Standard & Poor cut its outlook for Iceland to ‘negative’ from ‘stable’ yesterday, citing the increased risk of a hard landing for the economy.
Iceland’s sovereign credit ratings, however, remain unchanged. S&P affirmed Iceland’s A+/A-1 foreign currency and AA/A-1+ local currency issuer ratings.
The rating for Icelandic / Norwegian bank Glitnir is also unaffected by the announcement. S&P’s report concludes, “The ratings on [Glitnir] are underpinned by its strong domestic franchise, as well as by geographic diversification through its growing presence in Norway, Sweden, and Finland“.
S&P recognises “the bank’s consistently high profitability and current good asset quality, both in Iceland and elsewhere.

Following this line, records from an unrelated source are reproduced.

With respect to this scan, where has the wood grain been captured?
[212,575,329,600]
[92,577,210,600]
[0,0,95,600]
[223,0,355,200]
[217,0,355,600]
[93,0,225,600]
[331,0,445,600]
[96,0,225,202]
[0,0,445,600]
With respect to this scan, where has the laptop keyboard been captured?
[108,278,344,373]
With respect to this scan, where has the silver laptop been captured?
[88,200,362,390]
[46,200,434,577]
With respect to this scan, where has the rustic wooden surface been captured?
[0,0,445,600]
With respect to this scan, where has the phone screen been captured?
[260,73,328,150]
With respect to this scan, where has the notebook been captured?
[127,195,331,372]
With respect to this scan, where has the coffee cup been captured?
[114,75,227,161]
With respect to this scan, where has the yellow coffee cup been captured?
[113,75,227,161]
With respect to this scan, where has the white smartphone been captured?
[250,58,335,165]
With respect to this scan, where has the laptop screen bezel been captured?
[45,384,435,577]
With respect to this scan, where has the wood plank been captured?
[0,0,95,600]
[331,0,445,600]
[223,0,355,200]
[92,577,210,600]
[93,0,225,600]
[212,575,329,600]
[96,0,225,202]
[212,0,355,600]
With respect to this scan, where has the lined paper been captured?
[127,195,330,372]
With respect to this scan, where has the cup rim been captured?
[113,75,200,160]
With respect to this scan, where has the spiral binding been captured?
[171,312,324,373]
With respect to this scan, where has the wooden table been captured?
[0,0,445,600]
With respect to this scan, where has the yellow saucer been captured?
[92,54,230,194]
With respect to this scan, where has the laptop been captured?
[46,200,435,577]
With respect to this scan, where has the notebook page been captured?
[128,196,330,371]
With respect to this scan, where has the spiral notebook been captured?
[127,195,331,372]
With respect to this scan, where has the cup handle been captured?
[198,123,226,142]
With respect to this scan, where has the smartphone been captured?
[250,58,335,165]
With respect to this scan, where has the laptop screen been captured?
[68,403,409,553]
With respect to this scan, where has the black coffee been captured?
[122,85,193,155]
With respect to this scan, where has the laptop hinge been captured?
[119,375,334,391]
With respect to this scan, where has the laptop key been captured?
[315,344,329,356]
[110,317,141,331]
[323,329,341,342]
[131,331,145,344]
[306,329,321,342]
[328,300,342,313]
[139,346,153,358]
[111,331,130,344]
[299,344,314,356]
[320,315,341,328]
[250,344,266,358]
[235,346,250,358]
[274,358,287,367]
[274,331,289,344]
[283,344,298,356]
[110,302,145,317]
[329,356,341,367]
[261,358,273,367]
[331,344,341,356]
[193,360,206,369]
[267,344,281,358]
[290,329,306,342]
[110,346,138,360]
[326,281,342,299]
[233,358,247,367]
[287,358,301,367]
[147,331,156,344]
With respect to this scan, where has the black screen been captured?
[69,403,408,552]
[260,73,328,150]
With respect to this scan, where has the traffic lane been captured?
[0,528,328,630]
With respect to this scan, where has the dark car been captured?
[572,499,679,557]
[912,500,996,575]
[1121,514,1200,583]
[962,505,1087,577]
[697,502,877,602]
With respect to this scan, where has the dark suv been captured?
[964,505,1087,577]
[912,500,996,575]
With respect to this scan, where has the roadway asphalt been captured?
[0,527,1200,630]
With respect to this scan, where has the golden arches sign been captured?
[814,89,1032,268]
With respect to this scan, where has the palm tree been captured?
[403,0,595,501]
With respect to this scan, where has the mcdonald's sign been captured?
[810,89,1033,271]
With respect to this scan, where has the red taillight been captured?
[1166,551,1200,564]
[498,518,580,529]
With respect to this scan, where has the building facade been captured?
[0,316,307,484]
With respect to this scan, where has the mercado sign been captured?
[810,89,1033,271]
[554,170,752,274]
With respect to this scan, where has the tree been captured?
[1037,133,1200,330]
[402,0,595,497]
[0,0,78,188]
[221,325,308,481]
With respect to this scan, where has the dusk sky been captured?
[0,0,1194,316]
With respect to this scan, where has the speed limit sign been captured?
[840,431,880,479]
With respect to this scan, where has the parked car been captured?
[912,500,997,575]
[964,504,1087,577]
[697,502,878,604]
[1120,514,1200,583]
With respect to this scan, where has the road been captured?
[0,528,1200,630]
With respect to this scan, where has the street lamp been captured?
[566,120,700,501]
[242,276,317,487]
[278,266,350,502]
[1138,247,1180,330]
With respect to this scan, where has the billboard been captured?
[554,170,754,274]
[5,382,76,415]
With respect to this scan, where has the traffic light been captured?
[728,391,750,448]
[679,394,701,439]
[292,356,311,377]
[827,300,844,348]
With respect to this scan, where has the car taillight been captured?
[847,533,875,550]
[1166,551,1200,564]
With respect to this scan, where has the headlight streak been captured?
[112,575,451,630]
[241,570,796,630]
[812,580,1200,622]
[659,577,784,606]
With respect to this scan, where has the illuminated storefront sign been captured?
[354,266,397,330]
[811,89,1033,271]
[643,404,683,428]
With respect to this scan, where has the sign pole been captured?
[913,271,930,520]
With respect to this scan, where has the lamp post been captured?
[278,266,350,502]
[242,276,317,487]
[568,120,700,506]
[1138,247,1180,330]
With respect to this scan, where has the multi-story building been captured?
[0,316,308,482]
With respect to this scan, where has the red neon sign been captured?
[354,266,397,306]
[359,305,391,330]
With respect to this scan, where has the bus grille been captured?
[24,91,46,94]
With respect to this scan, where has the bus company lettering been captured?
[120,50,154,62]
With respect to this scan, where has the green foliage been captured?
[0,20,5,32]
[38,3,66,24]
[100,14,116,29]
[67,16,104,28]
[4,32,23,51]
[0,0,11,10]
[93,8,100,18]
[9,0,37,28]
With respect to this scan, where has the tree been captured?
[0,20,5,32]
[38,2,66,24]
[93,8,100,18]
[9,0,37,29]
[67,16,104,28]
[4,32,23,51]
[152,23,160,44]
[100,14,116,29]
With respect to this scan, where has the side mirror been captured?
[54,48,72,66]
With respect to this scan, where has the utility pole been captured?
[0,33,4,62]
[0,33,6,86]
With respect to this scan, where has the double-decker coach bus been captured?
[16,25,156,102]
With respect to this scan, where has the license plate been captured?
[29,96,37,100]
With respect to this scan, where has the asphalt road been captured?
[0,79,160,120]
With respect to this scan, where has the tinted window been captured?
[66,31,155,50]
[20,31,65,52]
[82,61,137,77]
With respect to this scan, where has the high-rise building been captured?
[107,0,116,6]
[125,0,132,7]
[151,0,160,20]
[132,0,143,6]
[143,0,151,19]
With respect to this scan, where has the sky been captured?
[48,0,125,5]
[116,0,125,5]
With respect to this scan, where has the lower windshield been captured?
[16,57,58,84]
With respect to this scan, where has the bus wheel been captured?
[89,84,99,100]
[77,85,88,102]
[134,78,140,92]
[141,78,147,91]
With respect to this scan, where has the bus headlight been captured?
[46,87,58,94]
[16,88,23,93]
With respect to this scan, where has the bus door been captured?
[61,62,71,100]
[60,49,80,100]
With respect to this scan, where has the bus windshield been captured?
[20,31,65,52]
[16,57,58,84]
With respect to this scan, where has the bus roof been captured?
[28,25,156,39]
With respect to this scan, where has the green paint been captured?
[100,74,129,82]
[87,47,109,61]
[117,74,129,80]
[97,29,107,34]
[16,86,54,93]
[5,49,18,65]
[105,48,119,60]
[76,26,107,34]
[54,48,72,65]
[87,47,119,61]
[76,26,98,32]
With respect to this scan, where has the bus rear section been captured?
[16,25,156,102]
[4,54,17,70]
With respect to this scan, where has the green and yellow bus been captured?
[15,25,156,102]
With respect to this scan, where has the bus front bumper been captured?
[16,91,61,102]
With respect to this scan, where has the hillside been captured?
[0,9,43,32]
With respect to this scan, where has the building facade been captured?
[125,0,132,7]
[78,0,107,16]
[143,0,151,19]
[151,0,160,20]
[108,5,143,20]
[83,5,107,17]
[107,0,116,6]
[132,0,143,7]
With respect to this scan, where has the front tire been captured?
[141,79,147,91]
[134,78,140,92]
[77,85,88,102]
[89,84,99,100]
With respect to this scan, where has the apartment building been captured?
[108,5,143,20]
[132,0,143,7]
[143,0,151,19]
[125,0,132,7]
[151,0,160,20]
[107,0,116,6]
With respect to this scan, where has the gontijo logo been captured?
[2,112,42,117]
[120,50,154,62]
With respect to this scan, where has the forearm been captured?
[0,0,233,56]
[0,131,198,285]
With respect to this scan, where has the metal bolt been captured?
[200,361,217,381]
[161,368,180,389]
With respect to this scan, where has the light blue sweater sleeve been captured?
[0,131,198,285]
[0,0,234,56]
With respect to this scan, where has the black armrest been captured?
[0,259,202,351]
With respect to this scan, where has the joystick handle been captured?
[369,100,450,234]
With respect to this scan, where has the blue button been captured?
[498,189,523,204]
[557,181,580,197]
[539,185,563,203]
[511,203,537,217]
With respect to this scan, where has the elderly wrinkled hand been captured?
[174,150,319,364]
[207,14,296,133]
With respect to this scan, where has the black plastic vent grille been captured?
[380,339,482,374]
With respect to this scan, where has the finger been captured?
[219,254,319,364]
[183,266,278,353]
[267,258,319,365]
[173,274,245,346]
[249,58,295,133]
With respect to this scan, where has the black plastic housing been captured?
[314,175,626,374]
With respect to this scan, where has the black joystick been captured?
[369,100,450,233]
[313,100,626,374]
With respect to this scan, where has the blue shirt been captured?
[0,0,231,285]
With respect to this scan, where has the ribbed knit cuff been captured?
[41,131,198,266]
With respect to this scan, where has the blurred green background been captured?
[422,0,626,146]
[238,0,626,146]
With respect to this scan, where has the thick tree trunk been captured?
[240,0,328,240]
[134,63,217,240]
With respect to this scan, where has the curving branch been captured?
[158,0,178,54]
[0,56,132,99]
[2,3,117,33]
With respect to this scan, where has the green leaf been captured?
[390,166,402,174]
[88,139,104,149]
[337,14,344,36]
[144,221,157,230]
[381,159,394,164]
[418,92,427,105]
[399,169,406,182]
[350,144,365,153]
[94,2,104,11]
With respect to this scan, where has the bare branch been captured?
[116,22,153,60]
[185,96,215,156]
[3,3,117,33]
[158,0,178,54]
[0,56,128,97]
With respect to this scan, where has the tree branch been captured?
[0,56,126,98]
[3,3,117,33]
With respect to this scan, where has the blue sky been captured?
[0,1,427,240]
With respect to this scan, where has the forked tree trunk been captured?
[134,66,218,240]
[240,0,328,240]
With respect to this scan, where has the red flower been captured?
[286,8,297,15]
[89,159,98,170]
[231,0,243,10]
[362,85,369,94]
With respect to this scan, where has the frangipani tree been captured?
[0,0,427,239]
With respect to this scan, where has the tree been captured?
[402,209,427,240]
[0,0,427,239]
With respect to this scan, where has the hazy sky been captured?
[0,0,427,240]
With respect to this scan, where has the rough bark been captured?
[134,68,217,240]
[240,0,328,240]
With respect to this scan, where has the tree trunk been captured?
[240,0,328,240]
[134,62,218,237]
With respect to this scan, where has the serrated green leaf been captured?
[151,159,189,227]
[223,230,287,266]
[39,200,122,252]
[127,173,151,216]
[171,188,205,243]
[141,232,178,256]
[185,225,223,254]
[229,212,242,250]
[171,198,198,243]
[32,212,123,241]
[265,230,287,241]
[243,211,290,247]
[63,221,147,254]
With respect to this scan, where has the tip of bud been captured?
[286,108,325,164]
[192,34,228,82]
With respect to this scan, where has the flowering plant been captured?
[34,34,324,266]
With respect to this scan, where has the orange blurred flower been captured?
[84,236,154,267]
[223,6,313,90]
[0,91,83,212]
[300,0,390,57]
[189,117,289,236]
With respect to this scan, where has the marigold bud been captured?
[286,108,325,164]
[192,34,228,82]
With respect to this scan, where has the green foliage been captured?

The ratings continue to reflect S&P’s view that Glitnir Bank’s liquidity management is prudent and transparent, even though the bank remains highly reliant on wholesale foreign currency funding”.
S&P goes on to say that, “Given the bank’s increased geographical and product diversification, the ratings reflect our expectation that it should be able to maintain profitability at comfortable levels, despite Iceland’s challenging economic environment and the potential for higher loan losses and lower financial gains.”
Glitnir bank specialises in three global industry segments: seafood / food, sustainable energy and offshore services vessels, as well as offering universal banking and financial services. The Glitnir group is based in Iceland and Norway but also operates in Sweden, Denmark, Finland, Luxembourg, Russia, US, Canada, China, the UK and the US.